WAIT #4: nam=’db file sequential read’ ela= 58 file#=4 block#=19812 blocks=1 obj#=67986 tim=1236296568417821
WAIT #4: nam=’db file sequential read’ ela= 57 file#=4 block#=18928 blocks=1 obj#=67986 tim=1236296568418122
WAIT #4: nam=’db file sequential read’ ela= 59 file#=4 block#=19816 blocks=1 obj#=67986 tim=1236296568418396
WAIT #4: nam=’db file sequential read’ ela= 57 file#=4 block#=18929 blocks=1 obj#=67986 tim=1236296568418700
WAIT #4: nam=’db file sequential read’ ela= 60 file#=4 block#=19820 blocks=1 obj#=67986 tim=1236296568418972
WAIT #4: nam=’db file sequential read’ ela= 56 file#=4 block#=18930 blocks=1 obj#=67986 tim=1236296568419259
We can see the range scan is reading blocks from different extents as it progresses through the index for the second table the waits look like this,
WAIT #3: nam=’db file sequential read’ ela= 46 file#=4 block#=20847 blocks=1 obj#=67988 tim=1236296568430710
WAIT #3: nam=’db file sequential read’ ela= 48 file#=4 block#=20848 blocks=1 obj#=67988 tim=1236296568430986
WAIT #3: nam=’db file sequential read’ ela= 58 file#=4 block#=20849 blocks=1 obj#=67988 tim=1236296568431264
WAIT #3: nam=’db file sequential read’ ela= 58 file#=4 block#=20850 blocks=1 obj#=67988 tim=1236296568431545
WAIT #3: nam=’db file sequential read’ ela= 56 file#=4 block#=20851 blocks=1 obj#=67988 tim=1236296568431803
WAIT #3: nam=’db file sequential read’ ela= 56 file#=4 block#=20852 blocks=1 obj#=67988 tim=1236296568432065
Here we are scanning the blocks in order, overall however the total work done is much the same (I got a total of 44 blocks read from the “Fragmented” index and 42 from the “unfragmented”) and we are not seeing a huge difference in access time as the elapsed time is pretty much the same. the next test gives some different results.
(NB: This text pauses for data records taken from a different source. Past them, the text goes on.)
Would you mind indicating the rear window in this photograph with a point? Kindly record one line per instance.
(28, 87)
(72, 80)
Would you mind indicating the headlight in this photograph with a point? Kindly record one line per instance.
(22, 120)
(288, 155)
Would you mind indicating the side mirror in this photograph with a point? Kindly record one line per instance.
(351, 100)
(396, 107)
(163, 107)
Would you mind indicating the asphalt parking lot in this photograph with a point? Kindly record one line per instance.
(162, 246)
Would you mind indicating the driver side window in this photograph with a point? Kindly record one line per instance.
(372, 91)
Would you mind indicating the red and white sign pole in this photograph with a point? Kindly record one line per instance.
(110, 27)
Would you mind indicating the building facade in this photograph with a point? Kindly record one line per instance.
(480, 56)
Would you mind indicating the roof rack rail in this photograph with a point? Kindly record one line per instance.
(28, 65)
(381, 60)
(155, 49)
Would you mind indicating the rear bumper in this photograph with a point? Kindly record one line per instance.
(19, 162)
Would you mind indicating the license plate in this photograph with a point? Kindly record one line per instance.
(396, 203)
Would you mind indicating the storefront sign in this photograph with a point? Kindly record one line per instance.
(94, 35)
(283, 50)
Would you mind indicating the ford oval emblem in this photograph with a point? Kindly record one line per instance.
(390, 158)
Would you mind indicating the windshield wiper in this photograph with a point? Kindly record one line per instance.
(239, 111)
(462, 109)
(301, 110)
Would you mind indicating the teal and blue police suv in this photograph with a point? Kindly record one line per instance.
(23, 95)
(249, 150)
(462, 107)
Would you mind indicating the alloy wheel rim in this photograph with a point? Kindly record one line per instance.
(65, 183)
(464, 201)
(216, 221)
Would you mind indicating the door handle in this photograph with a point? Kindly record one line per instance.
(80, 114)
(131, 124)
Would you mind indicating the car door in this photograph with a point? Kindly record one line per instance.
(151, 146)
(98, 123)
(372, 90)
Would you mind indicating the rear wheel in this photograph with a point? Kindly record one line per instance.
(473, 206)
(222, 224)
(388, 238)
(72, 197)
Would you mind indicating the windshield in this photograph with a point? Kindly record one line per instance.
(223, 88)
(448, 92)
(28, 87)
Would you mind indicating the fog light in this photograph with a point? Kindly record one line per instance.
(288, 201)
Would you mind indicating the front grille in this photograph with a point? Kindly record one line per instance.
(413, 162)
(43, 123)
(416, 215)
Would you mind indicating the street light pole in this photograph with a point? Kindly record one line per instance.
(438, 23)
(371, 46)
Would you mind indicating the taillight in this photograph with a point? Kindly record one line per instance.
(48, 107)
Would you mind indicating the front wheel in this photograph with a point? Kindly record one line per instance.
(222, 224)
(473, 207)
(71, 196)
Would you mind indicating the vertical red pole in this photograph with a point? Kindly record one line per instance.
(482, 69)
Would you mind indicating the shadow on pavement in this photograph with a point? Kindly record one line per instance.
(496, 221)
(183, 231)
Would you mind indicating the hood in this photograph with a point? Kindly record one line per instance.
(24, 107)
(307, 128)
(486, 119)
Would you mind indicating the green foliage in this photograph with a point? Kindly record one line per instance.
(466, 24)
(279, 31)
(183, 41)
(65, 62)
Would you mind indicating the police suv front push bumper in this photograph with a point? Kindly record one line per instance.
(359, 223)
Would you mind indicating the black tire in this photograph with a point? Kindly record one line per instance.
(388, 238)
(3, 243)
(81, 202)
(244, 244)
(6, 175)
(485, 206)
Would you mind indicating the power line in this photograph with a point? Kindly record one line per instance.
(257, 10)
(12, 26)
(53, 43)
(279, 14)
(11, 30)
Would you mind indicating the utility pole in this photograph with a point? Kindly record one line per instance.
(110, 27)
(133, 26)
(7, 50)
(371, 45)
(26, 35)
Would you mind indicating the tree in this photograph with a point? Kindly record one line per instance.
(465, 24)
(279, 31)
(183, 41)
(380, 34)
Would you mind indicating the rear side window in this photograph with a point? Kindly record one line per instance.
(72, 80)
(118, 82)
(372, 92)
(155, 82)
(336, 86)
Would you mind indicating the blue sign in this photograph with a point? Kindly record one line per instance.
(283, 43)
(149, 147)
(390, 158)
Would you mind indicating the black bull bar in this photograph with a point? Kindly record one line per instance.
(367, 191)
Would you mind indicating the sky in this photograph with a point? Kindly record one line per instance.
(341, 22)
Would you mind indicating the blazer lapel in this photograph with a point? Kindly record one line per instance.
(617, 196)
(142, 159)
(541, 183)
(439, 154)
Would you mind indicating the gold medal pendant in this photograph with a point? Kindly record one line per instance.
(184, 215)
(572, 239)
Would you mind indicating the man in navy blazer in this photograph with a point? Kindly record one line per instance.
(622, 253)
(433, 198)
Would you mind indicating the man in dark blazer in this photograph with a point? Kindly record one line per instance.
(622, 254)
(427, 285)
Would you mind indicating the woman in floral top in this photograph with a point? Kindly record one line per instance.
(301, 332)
alter system flush buffer_cache;
alter session set events ‘10046 trace name context forever, level 8’;
select count(value) from test_frag where id >=1000 and id <=20000;
select count(value) from test_unfrag where id >=1000 and id <=20000;
Looking in the trace file here shows the first query actually has a completely different execution plan, it does this
Rows Row Source Operation
——- —————————————————
1 SORT AGGREGATE (cr=1005 pr=1001 pw=1001 time=0 us)
19001 TABLE ACCESS FULL TEST_FRAG (cr=1005 pr=1001 pw=1001 time=509 us cost=277 size=228024 card=19002)
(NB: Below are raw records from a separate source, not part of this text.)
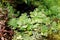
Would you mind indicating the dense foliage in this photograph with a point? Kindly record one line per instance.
(42, 24)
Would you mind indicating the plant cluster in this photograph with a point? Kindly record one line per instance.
(42, 24)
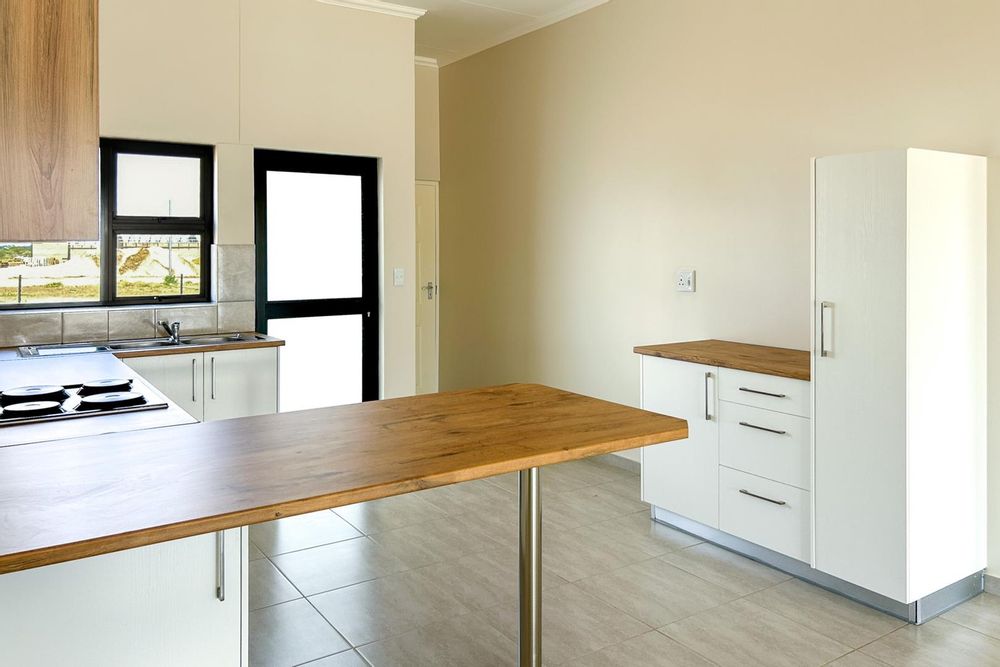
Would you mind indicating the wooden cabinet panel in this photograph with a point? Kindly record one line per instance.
(48, 120)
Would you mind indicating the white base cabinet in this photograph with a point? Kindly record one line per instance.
(149, 606)
(746, 468)
(215, 385)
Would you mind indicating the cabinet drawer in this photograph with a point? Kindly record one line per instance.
(764, 391)
(765, 443)
(780, 523)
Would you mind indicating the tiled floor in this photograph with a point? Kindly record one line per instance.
(430, 578)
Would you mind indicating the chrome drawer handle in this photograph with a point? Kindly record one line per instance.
(763, 393)
(764, 428)
(754, 495)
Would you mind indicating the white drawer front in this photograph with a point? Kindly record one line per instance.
(762, 520)
(764, 391)
(766, 443)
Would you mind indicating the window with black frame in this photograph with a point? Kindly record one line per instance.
(156, 230)
(157, 221)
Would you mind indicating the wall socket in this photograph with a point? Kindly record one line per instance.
(684, 281)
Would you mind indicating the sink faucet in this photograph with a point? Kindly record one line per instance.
(173, 331)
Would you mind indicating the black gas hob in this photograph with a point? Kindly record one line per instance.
(39, 403)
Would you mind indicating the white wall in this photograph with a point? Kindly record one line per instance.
(296, 75)
(584, 163)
where the second query does this
Rows Row Source Operation
——- —————————————————
1 SORT AGGREGATE (cr=83 pr=83 pw=83 time=0 us)
19001 TABLE ACCESS BY INDEX ROWID TEST_UNFRAG (cr=83 pr=83 pw=83 time=1460 us cost=84 size=190020 card=19002)
19001 INDEX RANGE SCAN TEST_UNFRAG_IDX (cr=42 pr=42 pw=42 time=497 us cost=42 size=0 card=19002)(object id 67988)
Why is this? well the answer lies in the clustering factor because of the way the data was loaded the clustering factor for the first table =400,000 and for the second = 880 (the second index is slightly smaller as well) this has nothing to do with the placement of the index blocks on disk and everything to do with the slightly bizarre way the data was loaded, rebuilding the index doesn’t change the clustering factor so won’t alter the execution plan unless we manually manipulate the statistics or use hints to force a range scan.
So do we have a similar type of fragmentation to the SQL server definition of External, well we appear too however the impact is not particularly large also in this case we could avoid it by creating the index with a pctfree of 50 and the organisation of the table data is actually the larger factor here we can’t fix the clustering factor by rebuilding the index only by changing the way we load the data.